Everything else follows. The complement rule is immediate:

$\Pr(A^c) = 1 - \Pr(A).$

The union (inclusion–exclusion) rule

When events can overlap, simply adding probabilities double-counts the overlap:

$\Pr(A \cup B) = \Pr(A) + \Pr(B) - \Pr(A \cap B).$

Conditional probability

The probability of $A$ given that $B$ occurred rescales to the world where $B$ is true:

$\Pr(A \mid B) = \frac{\Pr(A \cap B)}{\Pr(B)}, \qquad \Pr(B) > 0.$

Rearranging gives the multiplication rule $\Pr(A \cap B) = \Pr(A \mid B)\,\Pr(B)$ .

Independence

Two events are independent if knowing one tells you nothing about the other. Equivalently,

$\Pr(A \cap B) = \Pr(A)\,\Pr(B),$

which we write $A \perp B$ . Under independence $\Pr(A \mid B) = \Pr(A)$ .

Bayes’ theorem

Flipping the direction of conditioning:

$\Pr(A \mid B) = \frac{\Pr(B \mid A)\,\Pr(A)}{\Pr(B)}.$

Worked example: a diagnostic test

A disease has prevalence $\Pr(D) = 0.01$ . A test has sensitivity $\Pr(+ \mid D) = 0.99$ and specificity $\Pr(- \mid D^c) = 0.95$ (so the false-positive rate is $\Pr(+ \mid D^c) = 0.05$ ). If someone tests positive, what is $\Pr(D \mid +)$ ?

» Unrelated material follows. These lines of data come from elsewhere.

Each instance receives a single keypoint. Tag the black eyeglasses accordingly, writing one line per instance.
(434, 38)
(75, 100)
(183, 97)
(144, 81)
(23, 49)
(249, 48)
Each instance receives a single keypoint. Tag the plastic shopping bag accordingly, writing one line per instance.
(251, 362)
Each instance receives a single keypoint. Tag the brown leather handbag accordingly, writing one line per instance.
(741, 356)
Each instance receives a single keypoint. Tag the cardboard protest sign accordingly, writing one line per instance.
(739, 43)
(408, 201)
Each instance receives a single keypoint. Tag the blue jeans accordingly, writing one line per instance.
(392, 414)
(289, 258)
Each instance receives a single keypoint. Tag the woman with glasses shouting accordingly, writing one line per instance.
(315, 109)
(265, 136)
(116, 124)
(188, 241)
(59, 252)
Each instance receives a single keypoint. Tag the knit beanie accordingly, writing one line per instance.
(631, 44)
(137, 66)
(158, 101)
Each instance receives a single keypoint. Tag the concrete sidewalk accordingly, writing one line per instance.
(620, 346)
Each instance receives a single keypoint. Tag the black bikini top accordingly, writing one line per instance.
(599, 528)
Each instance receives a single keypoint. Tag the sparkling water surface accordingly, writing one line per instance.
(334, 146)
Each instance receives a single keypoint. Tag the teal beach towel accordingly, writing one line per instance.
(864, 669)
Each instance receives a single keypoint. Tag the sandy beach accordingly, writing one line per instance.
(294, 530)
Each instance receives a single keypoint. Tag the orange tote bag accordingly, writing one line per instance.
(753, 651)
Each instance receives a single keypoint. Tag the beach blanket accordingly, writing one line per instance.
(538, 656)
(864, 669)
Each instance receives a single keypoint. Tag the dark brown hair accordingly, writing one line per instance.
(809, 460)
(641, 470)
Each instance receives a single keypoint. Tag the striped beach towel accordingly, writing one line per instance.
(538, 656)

First get $\Pr(+)$ by the law of total probability:

$\Pr(+) = \Pr(+\mid D)\Pr(D) + \Pr(+\mid D^c)\Pr(D^c) = (0.99)(0.01) + (0.05)(0.99) = 0.0594.$

Then apply Bayes:

$\Pr(D \mid +) = \frac{(0.99)(0.01)}{0.0594} \approx 0.167.$

Even with a “99% accurate” test, a positive result means only a 16.7% chance of disease — because the disease is rare. This base-rate effect is central to screening in epidemiology.

Simulation

We estimate a probability by Monte Carlo: simulate the process many times and take the long-run fraction. Here we estimate $\Pr(\text{sum} = 7)$ for two fair dice (true value $6/36 \approx 0.1667$ ).

R

set.seed(42)
N <- 1e6
d1 <- sample(1:6, N, replace = TRUE)
d2 <- sample(1:6, N, replace = TRUE)
mean(d1 + d2 == 7)   # ~0.1667

Python

import numpy as np
rng = np.random.default_rng(42)
N = 1_000_000
d1 = rng.integers(1, 7, N)
d2 = rng.integers(1, 7, N)
print(np.mean(d1 + d2 == 7))   # ~0.1667

0.166807

Julia

using Random, Statistics
Random.seed!(42)
N = 1_000_000
d1 = rand(1:6, N)
d2 = rand(1:6, N)
mean(d1 .+ d2 .== 7)   # ~0.1667

Why it matters for statistics

Probability is the machinery under every inference. Conditional probability and Bayes’ theorem drive diagnostic reasoning and Bayesian estimation; independence justifies multiplying likelihoods across observations; the union and complement rules underlie every calculation of error rates and p-values. Monte Carlo simulation turns a hard analytic probability into a simple counting exercise.